QUANDO O MORTO
É POBRE
E O CENÁRIO DA
MORTE É NOBRE |
É 19 de outubro de 2012 e a cidade está “travada”. Os congestionamentos se multiplicam pelas vias saturando todos os pontos alternativos. Diz-se que o trânsito está estressante. As buzinas protestam nervosa e inutilmente. Os semáforos abrem-se e fecham-se sem correspondência com o nível de caos instalado.
Algumas emissoras de rádio informam sobre as condições do trânsito e, também, os motivos para os grandes congestionamentos. São 11 horas da manhã e as filas de carros se avolumam na Avenida Antônio Carlos Magalhães. Parece ser este o maior engarrafamento da Cidade naquele instante. E o motivo coloca em destaque a violência no trânsito.
De acordo com informações dadas por policiais à imprensa, um motociclista se desentende com o condutor de um Fiat Palio vermelho porque a moto teria colidido contra o seu automóvel e quebrado o retrovisor. O condutor da moto, Sílvio Ricardo de Almeida Silva, é alvejado com tiros pelas costas e, em seguida, atropelado. Depois, o motorista do Palio vai embora. Esta ocorrência se deu por volta das 10 horas da manhã, repercutindo sobre todas as vias que cercam a área como a Paralela, a Avenida Tancredo Neves e Rótula do Abacaxi.
A morte de um comerciante que estava indo para o trabalho no Ogunjá deixa o trânsito lento em áreas consideradas nobres na cidade de Salvador e tem uma cobertura midiática quase instantânea ao afetar “elevados” espaços da capital. Na situação em tela, o cenário onde se deu o crime proporciona visibilidade imediata.
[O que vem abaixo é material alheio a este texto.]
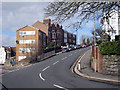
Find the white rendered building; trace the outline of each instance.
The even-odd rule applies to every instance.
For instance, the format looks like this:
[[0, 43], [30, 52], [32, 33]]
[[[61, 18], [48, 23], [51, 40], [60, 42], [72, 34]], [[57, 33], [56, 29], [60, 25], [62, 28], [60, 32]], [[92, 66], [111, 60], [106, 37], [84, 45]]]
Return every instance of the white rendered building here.
[[106, 15], [103, 16], [103, 27], [105, 33], [110, 35], [111, 41], [115, 40], [116, 35], [120, 35], [120, 10], [113, 9], [110, 11], [110, 17], [106, 19]]
[[0, 47], [0, 64], [4, 64], [6, 59], [6, 52], [4, 47]]

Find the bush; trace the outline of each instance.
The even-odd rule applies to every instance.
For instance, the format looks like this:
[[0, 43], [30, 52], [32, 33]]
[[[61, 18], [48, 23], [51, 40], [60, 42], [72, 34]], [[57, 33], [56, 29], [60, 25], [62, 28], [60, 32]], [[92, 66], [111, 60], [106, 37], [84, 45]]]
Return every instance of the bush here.
[[102, 40], [96, 41], [96, 43], [99, 45], [102, 43]]
[[99, 48], [103, 55], [120, 55], [120, 41], [103, 42], [99, 45]]

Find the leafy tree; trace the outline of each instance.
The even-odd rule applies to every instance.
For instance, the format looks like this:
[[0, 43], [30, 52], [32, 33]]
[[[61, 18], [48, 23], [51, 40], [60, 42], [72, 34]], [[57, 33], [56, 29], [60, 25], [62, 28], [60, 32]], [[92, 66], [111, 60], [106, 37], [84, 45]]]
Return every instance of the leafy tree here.
[[[99, 19], [103, 12], [109, 17], [109, 12], [112, 9], [118, 9], [120, 7], [120, 1], [104, 1], [104, 2], [52, 2], [45, 8], [46, 16], [54, 16], [54, 22], [64, 22], [75, 15], [79, 21], [76, 21], [71, 26], [76, 24], [81, 26], [81, 24], [89, 19], [93, 18], [94, 12], [96, 18]], [[90, 11], [90, 12], [84, 12]]]
[[[91, 32], [93, 35], [94, 35], [94, 30], [92, 30], [92, 32]], [[95, 36], [96, 36], [96, 38], [102, 38], [102, 35], [103, 35], [103, 31], [100, 29], [100, 28], [97, 28], [96, 30], [95, 30]]]

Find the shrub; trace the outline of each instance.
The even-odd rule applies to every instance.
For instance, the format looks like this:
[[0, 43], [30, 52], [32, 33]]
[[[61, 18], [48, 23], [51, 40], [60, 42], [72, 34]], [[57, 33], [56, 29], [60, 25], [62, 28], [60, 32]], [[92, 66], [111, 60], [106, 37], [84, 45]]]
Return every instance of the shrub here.
[[120, 55], [120, 41], [103, 42], [99, 45], [99, 49], [103, 55]]
[[102, 40], [96, 41], [96, 43], [99, 45], [102, 43]]

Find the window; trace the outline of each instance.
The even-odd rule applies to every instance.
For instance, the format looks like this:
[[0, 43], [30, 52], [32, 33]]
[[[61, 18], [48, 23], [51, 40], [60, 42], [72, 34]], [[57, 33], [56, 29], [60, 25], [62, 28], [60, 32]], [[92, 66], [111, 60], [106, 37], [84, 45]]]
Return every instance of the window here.
[[114, 30], [113, 33], [116, 34], [116, 30]]
[[66, 43], [66, 42], [67, 42], [67, 39], [64, 39], [64, 42]]
[[20, 40], [19, 44], [34, 44], [35, 40]]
Assim, é possível observar que o lugar onde se dá a morte é fator de maior ou menor publicidade.
No caso aqui analisado, a ocorrência tem repercussão assegurada porque a mídia, especialmente radiofônica, tem “monitorado” o trânsito, contribuindo para orientar os indivíduos que estão se deslocando pelas vias públicas. E é aí, neste lugar de observação do movimento veicular que um acontecimento fatal acontece e assume, imediatamente, lugar na agenda midiática. Nesta circunstância, o evento fatal tende a ser representado como um problema para o caótico trânsito da Cidade. E assim morre Sílvio Ricardo.
A natureza imediata da repercussão, não obstante a sua abrangência, tende a passar com a dissipação do engarrafamento. Todos aqueles atos repetidos pelos meios de comunicação enquanto o corpo tomava forma de questão policial e de trânsito deram ao morto uma duração noticiosa superior às mortes violentas verificados em espaços considerados marginais. Mas quando aquele corpo se desloca do solo nobre, “perde o link”, o vigor midiático tomado de empréstimo à valorosa zona em que a morte se deu é perdido e, assim, a normalidade é restabelecida, a via está livre, mais adiante tem uma curva, uma fechada, um sinal invadido e as buzinas insistem em avisar que é tarde e que não há tempo para se pensar na vida do outro.